Studies on Responsiveness of Hepatoma Cells to Catecholamines III. Difference between the Receptor-Adenylate Cyclase Regulating Systems in AH130 Cells and Cultured Normal Rat Liver Cells

Abstract
The responsiveness to three .beta.-adrenergic agonists, isoproterenol (IPN), epinephrine (Epi) and norepinephrine (NE) in AH130 cells was examined compared with that in normal rat liver cells which were cultured for 24 hr after collagenase digestion. As regards to the activation of adenylate cyclase in the cell homogenates, the relative affinity of the three agonists was in order of IPN > NE > Epi in AH130 cells and IPN > Epi > NE in cultured normal liver cells. While the efficacies of the three agonists were similar in cultured liver cells, those of NE and Epi were markedly lower than that of IPN in AH130 cells and were increased to the similar level of IPN by pretreatment with phentolamine, but not with prazosin. Clonidine inhibited the activation of adenylate cyclase by IPN in AH130 cells. When cells were preincubated with islet-activating protein (IAP), the activity of adenylate cyclase in the presence or absence of agonist in both cell lines increased.

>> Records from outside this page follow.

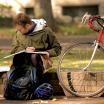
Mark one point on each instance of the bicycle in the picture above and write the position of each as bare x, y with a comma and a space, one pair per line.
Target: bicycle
84, 71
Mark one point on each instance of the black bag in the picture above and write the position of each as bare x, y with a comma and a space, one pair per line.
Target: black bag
20, 84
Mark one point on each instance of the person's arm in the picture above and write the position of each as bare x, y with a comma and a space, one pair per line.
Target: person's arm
54, 48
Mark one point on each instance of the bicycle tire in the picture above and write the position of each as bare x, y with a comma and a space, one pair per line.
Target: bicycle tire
91, 78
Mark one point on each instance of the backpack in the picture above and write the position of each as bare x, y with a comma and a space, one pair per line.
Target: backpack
20, 85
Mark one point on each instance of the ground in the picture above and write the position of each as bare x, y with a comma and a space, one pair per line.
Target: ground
65, 41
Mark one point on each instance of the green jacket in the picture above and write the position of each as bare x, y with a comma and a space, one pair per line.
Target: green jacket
43, 40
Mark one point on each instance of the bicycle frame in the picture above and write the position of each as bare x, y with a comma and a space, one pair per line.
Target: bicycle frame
97, 42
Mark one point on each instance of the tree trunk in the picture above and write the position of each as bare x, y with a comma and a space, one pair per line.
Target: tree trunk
43, 9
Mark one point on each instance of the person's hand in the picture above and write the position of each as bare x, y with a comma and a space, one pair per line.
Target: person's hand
30, 49
85, 18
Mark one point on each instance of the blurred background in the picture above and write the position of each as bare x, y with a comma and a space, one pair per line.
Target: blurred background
63, 16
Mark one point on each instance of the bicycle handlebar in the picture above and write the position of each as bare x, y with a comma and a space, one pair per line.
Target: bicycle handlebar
90, 20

In IAP-treated AH130 cells, the efficacies of NE and Epi became close to that of IPN. Adenylate cyclase in IAP-treated AH130 cells was activated by GTP in a dose-dependent manner, but that in IAP-treated cultured liver cells was not. In the presence of IPN, biphasic (activatory and inhibitory) effects of GTP on the cyclase were observed, and the inhibitory phase was eliminated by the IAP-treatment in both cell lines. From these results, it is suggested that .beta.-adrenoceptors in AH130 cells have similar properties to .beta.1-receptors and that adenylate cyclase was restricted by inhibitory guanine nucleotide regulatory protein which closely interacts with an inhibitory receptor such as the .alpha.2-adrenoceptor in AH130 cells and interacts with a stimulatory receptor such as the .beta.2-adrenoceptor in cultured normal rat liver cells.